Novità anche all’ottavo posto e nono posto dove si fanno avanti il gruppo Farnese, vanto d’Abruzzo, e la toscana Carpineto. Chiudono la famiglia Cotarella e Cusumano.
Tra gli “esclusi” Gruppo Lunelli e Guido Berlucchi
E poi ci sono gli “esclusi”: l’anno orribile della pandemia ha lasciato il segno facendo uscire dalla classifica nomi importanti (pur registrando risultati invidiabili) come il Gruppo Lunelli e Guido Berlucchi.
Enoitalia primo imbottigliatore italiano
L’Enoitalia della famiglia Pizzolo con 114 milioni di pezzi, 4 milioni in più rispetto al 2019, ha potenziato nel 2020 il suo primato di primo imbottigliatore italiano. Ed è ora pronto a trasferirsi sotto l’egida dell’Italian wine brands (Iwb) al quarto posto della classifica stilata in base al numero di bottiglie prodotte, con 65 milioni di pezzi.

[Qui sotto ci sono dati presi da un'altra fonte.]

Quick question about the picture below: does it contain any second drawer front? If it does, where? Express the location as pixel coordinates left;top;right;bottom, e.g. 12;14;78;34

Al secondo e al quinto posto troviamo Casa vinicola Botter e Mondodelvino group (97 e 62 milioni di bottiglie ciascuno) confluite sotto il fondo Clessidra. In pratica nella cinquina al vertice, l’unica azienda che procede sola è la Contri Spumanti, produttrice di 79 milioni di bottiglie e titolare di un fatturato di 107,3 milioni di euro.
Protagonisti di questa top ten anche Schenk Italian Wineries. Al settimo posto Zonin 1821- All’ottavo posto la new entry Losito e Guarini, seguita da Cielo e Terra e Latentia Winery.
Iwb domina chi ha corso di più nel 2020
Ma quali sono le aziende che hanno corso di più nel 2020? La graduatoria che registra i maggiori incrementi del fatturato totale è dominata da l’Iwb con un incremento che sfiora il 30%. Al secondo posto, con una crescita di oltre il 21% ecco il consorzio veneto Cantine Vitevis, frutto di fusioni completate nel 2019 con la Cantina di Castelnuovo del Garda. Presieduto da Silvano Nicolato e diretto da Alberto Marchisio ha guadagnato 10 posti in classifica piazzandosi al 41° posto. Sfiora il 19% l’incremento messo a segno sul mercato domestico dalla coop trentina Vivallis, mentre Cantine Volpi, proprietà dell’omonima famiglia e punto di riferimento nella produzione dei Colli Tortonesi raggiunge il 17,8%. Contando anche Contri spumanti (+13,4 per cento) e Gruppo Caviro (+10 per cento), sono 7 le aziende che, numeri alla mano, possono registrare una crescita del fatturato a due cifre. Completano la top ten due grandi coop, Cavit e La Marca e l’azienda privata toscana Tenute Piccini. Sotto la regia dell’amministratore delegato Mario Piccini, il gruppo vinicolo di Casole d’Elsa ha un rapporto privilegiato con la grande distribuzione, vanta cinque tenute nel Chianti classico, Maremma, Etna e Vulture in Basilicata ed è pronto ad allargare il perimetro all’occasione. Molte aziende di questa classifica si accomodano anche nella graduatoria che raccoglie le crescite più importanti all’export. Con tre sole eccezioni. La prima è Casa Paladin: conquista il secondo gradino del podio con un incremento del fatturato estero che supera il 29 per cento. Guidata dai fratelli Carlo e Roberto Paladin, Casa Paladin si estende in Veneto, Friuli, Toscana e Franciacorta con un approccio strategico green (hanno appena creato un vigneto didattico). C’è poi al quarto posto la Cantina di Soave, una delle maggiori coop italiane e, infine, al quinto Cantina Vecchia Torre, solida coop pugliese con un ricco medagliere.
I migliori esportatori? In testa Cantine Sgarzi
Capitolo export? La top ten dei migliori esportatori è guidata dall’emiliana Cantine Sgarzi di proprietà della famiglia Sgarzi, che si occupa di imbottigliamento e commercializzazione di vino sfuso e confezionato. Segue Farnese group, basato in Abruzzo, con il 97,6 per cento, quindi il Gruppo Ruffino con il 95,24 per cento. Sotto il podio altri attori importanti tra cui Pasqua vigneti e Cantine di Verona.